Reading and Language Improvement
Both treatment groups (morphologic and phonologic) significantly improved in standardized measures of accuracy and rate of phonologic decoding, morphologic awareness, accuracy of decoding words with morphologic units, and silent reading comprehension (15). However, the only treatment-specific effect (one treatment group improved relatively more) was that the morphology treatment group improved significantly more in speed of phonologic decoding than did the phonologic treatment group (15). Thus, morphologic treatment improved efficiency in the phonologic decoding of written words.
MR Spectroscopic Imaging Changes
Left Frontal Brain Region.—
Before treatment, patients with dyslexia had significantly more brain voxels with elevated MR lactate levels (293.7 + SE 87 as a normalized percentage) compared with the control group (100 + SE 58 as a normalized percentage) during the phonologic task in the left frontal quadrant, with F(1, 16) = 3 .055 and P = .05 (directional hypothesis) (Fig 2). After treatment, with the same phonologic task and in the same region of brain, the patients with dyslexia (104 + SE 52 as a normalized percentage) did not significantly differ from the control subjects (100 + SE 35 as a normalized percentage), with F(1, 16) = 0.004 and P = .47 (Fig 2). No differences between groups were found with the lexical task in this region.

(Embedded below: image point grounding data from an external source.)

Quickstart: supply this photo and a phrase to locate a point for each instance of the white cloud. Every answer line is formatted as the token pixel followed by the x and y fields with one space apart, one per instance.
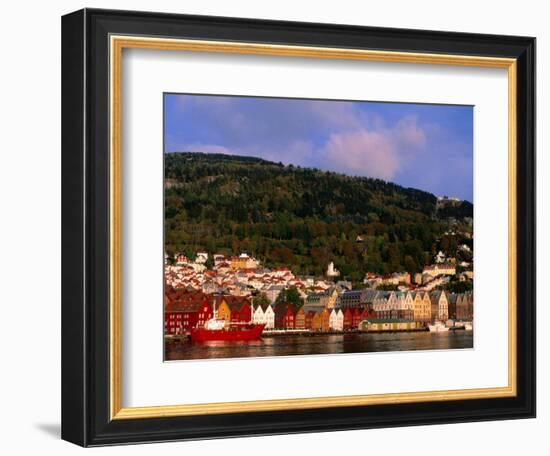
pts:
pixel 362 153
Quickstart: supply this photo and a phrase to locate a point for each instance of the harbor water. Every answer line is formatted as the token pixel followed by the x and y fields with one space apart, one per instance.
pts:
pixel 319 344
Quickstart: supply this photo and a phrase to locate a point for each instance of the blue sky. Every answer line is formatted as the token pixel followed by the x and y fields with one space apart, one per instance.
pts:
pixel 424 146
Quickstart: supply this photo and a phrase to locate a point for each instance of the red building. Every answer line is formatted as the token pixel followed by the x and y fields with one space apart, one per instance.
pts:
pixel 358 317
pixel 184 310
pixel 284 316
pixel 310 315
pixel 300 319
pixel 241 310
pixel 348 319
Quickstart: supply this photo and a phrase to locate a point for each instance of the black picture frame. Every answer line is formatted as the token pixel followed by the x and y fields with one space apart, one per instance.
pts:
pixel 85 228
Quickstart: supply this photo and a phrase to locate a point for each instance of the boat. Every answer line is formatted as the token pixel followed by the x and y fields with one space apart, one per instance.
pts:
pixel 438 326
pixel 217 329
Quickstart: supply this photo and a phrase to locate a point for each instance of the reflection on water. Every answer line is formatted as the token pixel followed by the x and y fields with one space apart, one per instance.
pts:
pixel 319 344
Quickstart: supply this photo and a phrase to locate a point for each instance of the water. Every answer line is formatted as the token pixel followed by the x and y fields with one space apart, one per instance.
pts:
pixel 319 344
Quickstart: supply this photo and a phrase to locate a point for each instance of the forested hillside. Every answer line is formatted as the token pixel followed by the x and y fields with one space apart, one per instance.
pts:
pixel 302 218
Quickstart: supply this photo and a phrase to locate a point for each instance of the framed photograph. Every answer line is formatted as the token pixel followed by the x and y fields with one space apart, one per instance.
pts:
pixel 278 227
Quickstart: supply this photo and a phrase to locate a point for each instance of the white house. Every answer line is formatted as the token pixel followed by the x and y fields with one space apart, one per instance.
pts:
pixel 265 315
pixel 336 320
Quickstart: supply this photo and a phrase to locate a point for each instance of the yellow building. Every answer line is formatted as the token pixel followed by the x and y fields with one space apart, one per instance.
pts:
pixel 422 307
pixel 224 311
pixel 389 324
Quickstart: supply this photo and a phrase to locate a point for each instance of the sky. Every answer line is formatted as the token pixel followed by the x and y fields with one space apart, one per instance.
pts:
pixel 429 147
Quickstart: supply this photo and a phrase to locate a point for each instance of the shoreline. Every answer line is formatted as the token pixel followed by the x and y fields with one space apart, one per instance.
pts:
pixel 277 334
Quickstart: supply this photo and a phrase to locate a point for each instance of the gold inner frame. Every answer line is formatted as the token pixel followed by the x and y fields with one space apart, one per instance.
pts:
pixel 117 44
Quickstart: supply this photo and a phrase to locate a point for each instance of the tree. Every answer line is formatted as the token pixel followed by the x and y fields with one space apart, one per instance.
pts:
pixel 290 296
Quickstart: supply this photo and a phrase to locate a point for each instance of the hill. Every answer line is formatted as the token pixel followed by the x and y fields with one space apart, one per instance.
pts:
pixel 301 218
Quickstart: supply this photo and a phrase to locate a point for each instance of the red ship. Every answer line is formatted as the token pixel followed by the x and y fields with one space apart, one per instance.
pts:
pixel 217 329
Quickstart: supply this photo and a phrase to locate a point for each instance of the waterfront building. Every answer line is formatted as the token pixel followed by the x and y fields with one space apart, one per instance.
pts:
pixel 440 306
pixel 184 310
pixel 336 320
pixel 264 314
pixel 464 306
pixel 422 307
pixel 284 316
pixel 348 318
pixel 300 319
pixel 389 324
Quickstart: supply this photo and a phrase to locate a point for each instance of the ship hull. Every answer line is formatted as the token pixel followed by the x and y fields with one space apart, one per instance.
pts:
pixel 232 334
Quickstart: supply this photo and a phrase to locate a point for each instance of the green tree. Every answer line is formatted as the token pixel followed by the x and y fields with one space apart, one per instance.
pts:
pixel 290 296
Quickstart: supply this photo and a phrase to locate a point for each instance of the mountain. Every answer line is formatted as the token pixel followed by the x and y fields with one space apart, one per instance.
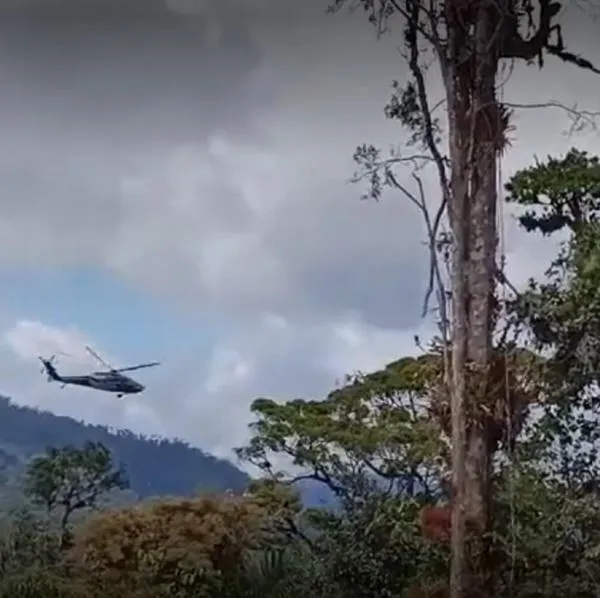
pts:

For the individual participant analyses of the phonologic task in the left frontal region, the lactate change was sensitive to the type of treatment. Of the six who received morphologic treatment, the lactate activation decreased in five, including the ambidextrous subject (average decrease, −5.28). Of the four who received phonologic treatment, all stayed the same or increased (average increase, +2.65). The Fischer exact test, based on the binomial distribution (6.148), showed a significant effect (P < .05) related to the type of treatment (Table 3). Sample data from a spectrum of a dyslexic child are shown in Figure 3, and the lactate overlay from this same child is shown in Figure 1.
TABLE 3:
Change in Lactate Activation | Phonologic Treatment | Morphologic Treatment |
---|---|---|
Decrease | 0 | 5 |
Increase | 4 | 1 |
Right Parietal Brain Region.—
Before treatment, the dyslexic patients (436 + SE 118 as a normalized percentage) also had significantly more brain lactate voxels above the threshold, compared with control subjects (100 + SE 33 as a normalized percentage), in the right parietal region of the brain for the phonologic task, with F(1, 16) = 6 .04 and P < .02. Patients with dyslexia (553 + SE 154 as a normalized percentage) also had significantly more brain lactate voxels, compared with control subjects (100 + SE 28 as a normalized percentage), in the right parietal region of the brain for the lexical task, with F(1, 16) = 6 .6 and P < .02. However, neither of these differences was significant after treatment. For the individual brain analysis of the right parietal region, treatment was more likely to result in lactate reduction (probability that this effect was not due to chance on the basis of a binomial distribution, P = .05). However, the effect was not treatment-specific. Both kinds of language treatment were effective in reducing lactate activation during the lexical task (see Table 4). In contrast, after either treatment, lactate was as likely to increase as decrease during the phonologic task in this region.
TABLE 4:
Change in Lactate Activation | Phonologic Treatment | Morphologic Treatment |
---|---|---|
Decrease | 4 | 4 |
Increase | 0 | 2 |
Left Parietal and Right Frontal Regions.—
For the phonologic and lexical judgment tasks, no differences in lactate activation were found between patients with dyslexia and control subjects in left parietal and right frontal regions.
Discussion
The result in the left frontal region of the brain before treatment is consistent with that reported in previous research (3). The number of activated brain lactate voxels during phonologic judgment was significantly higher in dyslexic patients compared with control subjects before treatment. However, in comparison to the treatment in the prior study that combined phonologic and morphologic components (9), in this study, we compared the effects of treatments involving either the phonologic or the morphologic component. On the basis of the analysis of individual brains, morphologic treatment was significantly more likely than phonologic treatment to decrease lactate activation in left frontal regions during a phonologic judgment task. Because of the small numbers of subjects, this initial report of the advantage of morphologic treatment for dyslexic children in grades 4–6 requires further research.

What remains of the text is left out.